THE action-packed movie 300 made quite an impact when it was unleashed at cinemas, not least for the exquisitely honed Spartans, led by Gerard Butler's King Leonidas, who dominated the screen in little more than skimpy briefs.

Seven years on and a new chapter of this epic saga has arrived. It boasts just as much, if not more, blood, brutality and buff flesh as 300.

After award-winning commercial director Noam Murro was chosen to helm the project, focus turned to casting.

Australian actor Sullivan Stapleton was picked to play general Themistocles, part-soldier, part-politician.

"Whereas Leonidas rules Sparta in a very authoritative, military style, Themistocles must be a great speaker to rally all of Greece to fight as one," says the 36-year-old.

His formidable adversary is Artemisia (Eva Green), who Murro asserts "is also driven but her brutality is born of vengeance".

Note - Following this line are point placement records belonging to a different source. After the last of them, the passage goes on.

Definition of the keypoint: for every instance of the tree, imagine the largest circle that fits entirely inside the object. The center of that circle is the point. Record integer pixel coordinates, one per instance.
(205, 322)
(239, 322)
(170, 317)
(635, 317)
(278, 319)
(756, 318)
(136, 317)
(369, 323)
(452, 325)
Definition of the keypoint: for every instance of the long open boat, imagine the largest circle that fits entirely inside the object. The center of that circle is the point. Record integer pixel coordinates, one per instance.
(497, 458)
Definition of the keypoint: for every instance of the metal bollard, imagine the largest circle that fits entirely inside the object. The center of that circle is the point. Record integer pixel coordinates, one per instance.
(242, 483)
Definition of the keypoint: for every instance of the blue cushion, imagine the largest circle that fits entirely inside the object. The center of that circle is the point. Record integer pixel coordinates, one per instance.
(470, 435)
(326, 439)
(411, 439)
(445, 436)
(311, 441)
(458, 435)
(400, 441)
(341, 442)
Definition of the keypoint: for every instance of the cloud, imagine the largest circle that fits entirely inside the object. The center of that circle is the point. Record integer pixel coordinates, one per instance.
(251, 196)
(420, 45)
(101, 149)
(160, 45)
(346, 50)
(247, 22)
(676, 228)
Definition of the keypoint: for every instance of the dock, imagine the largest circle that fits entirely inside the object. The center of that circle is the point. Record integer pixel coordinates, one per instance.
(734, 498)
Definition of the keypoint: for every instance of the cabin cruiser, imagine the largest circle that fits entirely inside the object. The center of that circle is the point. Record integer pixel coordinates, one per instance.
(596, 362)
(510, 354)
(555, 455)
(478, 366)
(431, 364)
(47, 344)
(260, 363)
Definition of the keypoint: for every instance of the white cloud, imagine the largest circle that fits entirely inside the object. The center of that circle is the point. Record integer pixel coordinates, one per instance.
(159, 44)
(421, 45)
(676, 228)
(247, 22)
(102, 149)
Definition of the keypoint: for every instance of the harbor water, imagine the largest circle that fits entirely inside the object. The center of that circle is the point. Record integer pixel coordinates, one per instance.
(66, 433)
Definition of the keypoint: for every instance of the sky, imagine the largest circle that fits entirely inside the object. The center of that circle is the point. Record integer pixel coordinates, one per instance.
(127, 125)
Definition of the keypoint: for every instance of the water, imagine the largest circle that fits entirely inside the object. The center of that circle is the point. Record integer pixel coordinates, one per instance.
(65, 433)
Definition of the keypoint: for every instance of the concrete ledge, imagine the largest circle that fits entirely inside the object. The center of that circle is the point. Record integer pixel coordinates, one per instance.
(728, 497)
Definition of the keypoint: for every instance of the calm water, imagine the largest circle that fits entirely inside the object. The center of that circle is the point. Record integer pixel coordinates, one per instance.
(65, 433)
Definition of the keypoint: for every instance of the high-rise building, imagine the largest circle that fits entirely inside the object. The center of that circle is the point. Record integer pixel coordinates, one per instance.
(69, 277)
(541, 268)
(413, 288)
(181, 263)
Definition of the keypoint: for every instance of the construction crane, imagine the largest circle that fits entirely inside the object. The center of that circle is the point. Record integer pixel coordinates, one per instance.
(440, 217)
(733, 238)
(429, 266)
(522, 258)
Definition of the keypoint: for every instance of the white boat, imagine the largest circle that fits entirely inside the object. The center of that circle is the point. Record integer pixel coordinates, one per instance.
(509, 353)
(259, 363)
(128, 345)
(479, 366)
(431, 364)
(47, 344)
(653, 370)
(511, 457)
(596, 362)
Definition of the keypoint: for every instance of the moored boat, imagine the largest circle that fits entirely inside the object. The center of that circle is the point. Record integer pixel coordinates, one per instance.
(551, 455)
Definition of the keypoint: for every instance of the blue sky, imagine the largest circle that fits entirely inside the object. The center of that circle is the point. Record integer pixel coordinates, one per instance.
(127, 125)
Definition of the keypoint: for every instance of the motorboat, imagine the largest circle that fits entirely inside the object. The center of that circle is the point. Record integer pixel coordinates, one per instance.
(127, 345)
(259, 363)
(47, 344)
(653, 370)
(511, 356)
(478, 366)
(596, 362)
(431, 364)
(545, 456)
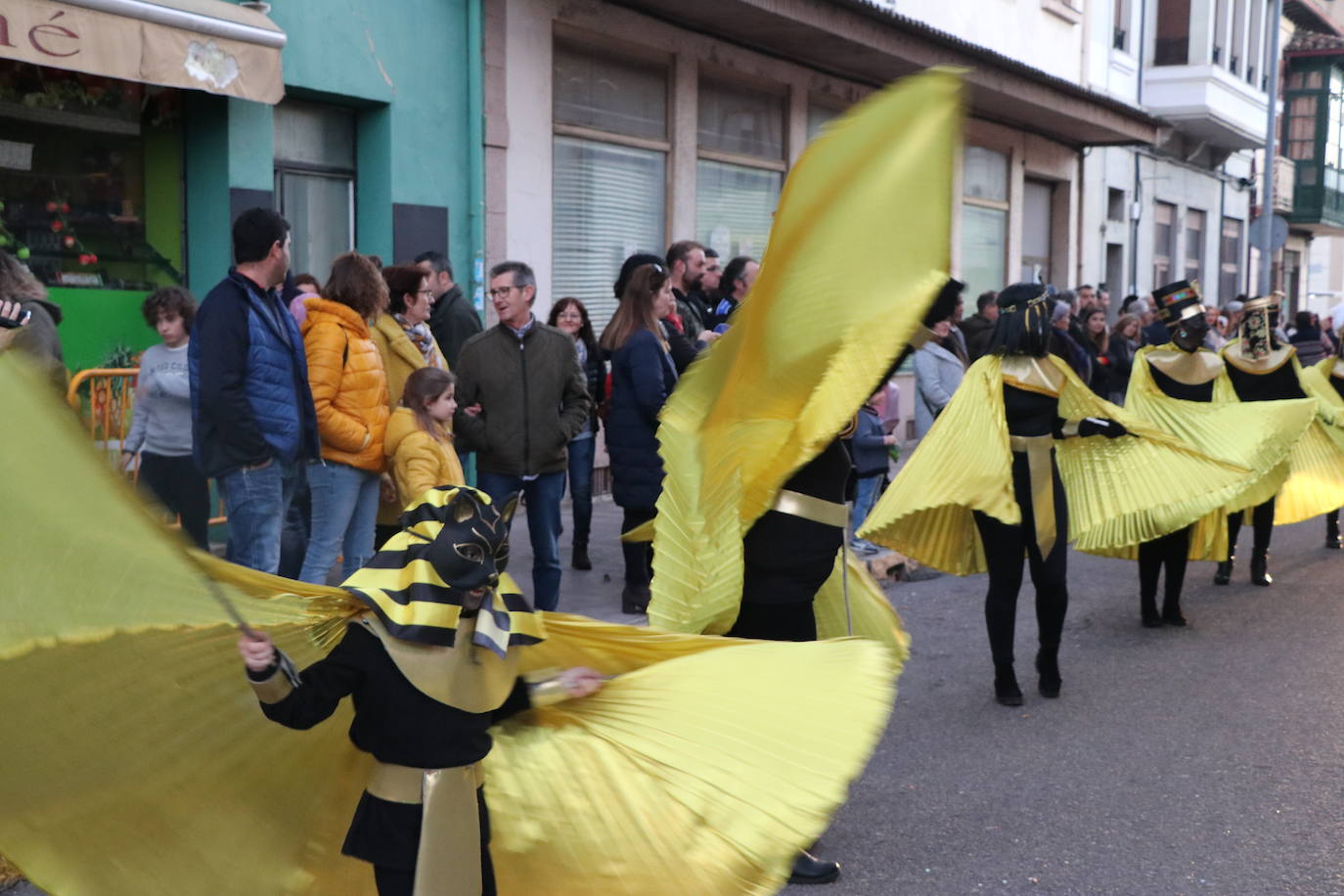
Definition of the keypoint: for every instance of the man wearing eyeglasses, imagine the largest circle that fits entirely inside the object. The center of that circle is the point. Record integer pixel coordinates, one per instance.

French actress Green, who came to prominence as Daniel Craig's doomed love interest in Casino Royale, savoured the opportunity to don an array of vampish costumes while carrying out unspeakable acts, like kissing the lips of a man she's just decapitated.

"I love playing evil characters, but especially those who are complex and have a reason to behave in such a way. It's always more interesting," says Green, 33. "What I like about her is that she's utterly fearless. Her tragic flaw is her obsessive need for revenge."

Although she was able to do some research on the real Artemisia, the character in the film is "quite a bit different", Green notes. "But then a woman commander all those years ago was rather unusual, so she had to have been exceptionally strong."

The actress threw herself into training, admitting she's "not the most co-ordinated" person.

"It was a bit scary in the beginning," she recalls.

While fighting with two swords was a big challenge, Green says the stunt team on the film were "the best ever".

"It was so much fun. I felt like I was living my dream," she concludes.

But perhaps the most daunting task fell to the actors who had to appear on screen as if no time had passed, like Rodrigo Santoro, who reprises his role as Xerxes, the God-King.

The process to look the part "was as intense as the first one - hours and hours in the gym and months without ice cream or chocolate".

"But that's the price you pay to be a God-King," adds the Brazilian star, grinning.